Who said women can’t conquer Wall Street? A graduate of the Richard Ivey School of Business at the University of Western Ontario in Canada, Angela Zhang joined the Financial Institutions Group at Goldman Sachs in New York where she worked as an analyst in the investment banking division for two years. She joined Advent International in July 2011, a private equity firm, where she covers technology and media.
Describe what you do at work on an everyday basis.
Every day on the job is different but our goal is the same: make good investments in solid companies. We conduct research and run financial analysis to better understand companies and industries. We have a lot of meetings internally, with bankers, industry executives, consultants, and other professionals. At the junior level, I take ownership of most of the analysis and provide summaries or make presentations to the team about my findings. The majority of my time is spent on Excel or PowerPoint.
Did you know you wanted to work in finance when you were younger?
I really enjoyed the performing arts when I was younger, and like every other little girl, I wanted to be a professional singer or dancer. When it became apparent that I probably wouldn’t make it, I decided that music was better suited to be a hobby and not a career. Growing up with an entrepreneur in the family, I was fascinated by the business world and decided to attend an undergraduate business program in college. At this time, I didn’t know anything about finance. I just kept gravitating toward the things that interested me—so far, it’s worked out well.
What do you love or hate most about your industry?
I like the intellectual challenge of the finance industry. I really enjoy learning about businesses and working with some of the smartest people I have ever met. I like solving problems and using both sides of my brain, blending science and a little bit of art to get answers. Although the fast-paced, dynamic environment is very exciting for the most part, it can also be unpredictable, resulting in demanding work schedules. This has been a struggle at times, but I try to make it work for me by carving out time for the people and causes I care about.
How did you prepare yourself for a career in finance? What steps did you take in high school and college?
When I was exposed to my first finance class, I decided I wanted to explore a career in finance. It was difficult because I didn’t have any experience and had to spend time educating myself about the industry. The first step was landing a summer internship at an investment bank. I read about the markets, took extra finance courses, and talked to alumni who worked in finance. I prepared extensively for interviews with friends and mentors, and was very lucky be selected for a summer internship with Goldman Sachs.
What surprised you most about working in finance?
When I started my first job in finance, I was told that I would get exposure to senior professionals and management both in finance and in other industries, and that the level of responsibility I would have as a twenty-something year old would be astronomical. At the time, I thought it was super cool but didn’t read too much into it. However, over the last couple of years, I have been amazed at just how true both these statements turned out to be. It is mind boggling that the Wall Street Journal’s headline price for a deal is the product of my financial model. It is equally as surreal to meet CEOs of multi-billion dollar companies, and cultivate professional and personal relationships with very accomplished professionals in the finance world.
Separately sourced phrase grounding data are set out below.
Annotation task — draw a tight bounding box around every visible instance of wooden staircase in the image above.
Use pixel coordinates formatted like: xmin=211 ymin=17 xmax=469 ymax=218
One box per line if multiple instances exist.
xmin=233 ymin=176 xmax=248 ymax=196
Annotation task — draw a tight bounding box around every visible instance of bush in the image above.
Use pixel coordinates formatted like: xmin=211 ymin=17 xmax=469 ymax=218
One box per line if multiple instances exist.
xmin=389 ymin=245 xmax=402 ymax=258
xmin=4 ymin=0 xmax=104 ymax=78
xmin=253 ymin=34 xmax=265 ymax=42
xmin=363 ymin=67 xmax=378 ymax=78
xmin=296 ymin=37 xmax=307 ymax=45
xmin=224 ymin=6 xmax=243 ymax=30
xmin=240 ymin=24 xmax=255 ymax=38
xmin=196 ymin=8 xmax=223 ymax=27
It really is super cool.
What three qualities allow someone to be most successful as a financial analyst/associate?
1. Like any other job, you need to be passionate about what you do. People in finance work very hard, and you need to be motivated to stay focused. If you don’t love it, you will be miserable.
2. Attention to detail is a key aspect of the job. We deal with a lot of numbers, processes, and people, sometimes under compressed timelines. It is important to do the analysis correctly and to check your work regularly. A good analyst should be able to anticipate questions and have a series of contingency plans because things can always go wrong.
3. Lastly and most importantly, a great attitude takes you a long way. People like to work with diligent, humble, and reliable people. This is amplified in finance due to the long hours and level of urgency—working with someone who is easy to work with makes all the difference in the world.
What career growth opportunities are available in this field?
Finance is a big industry and there are many different careers to pursue if you are committed to it. Many people jump around from investment banking to sales and trading or the buy side (private equity, hedge funds), but eventually find something that suits their personalities and life goals. Many of my friends are thinking about or have gone to business school for an MBA. Finance “alumni” do an assortment of different things after finance or business school. Some have started their own businesses; others have completely switched careers and explored other professions such as consulting or industry. Finance builds a great foundation at a young age and is transferrable to many different jobs in the business world.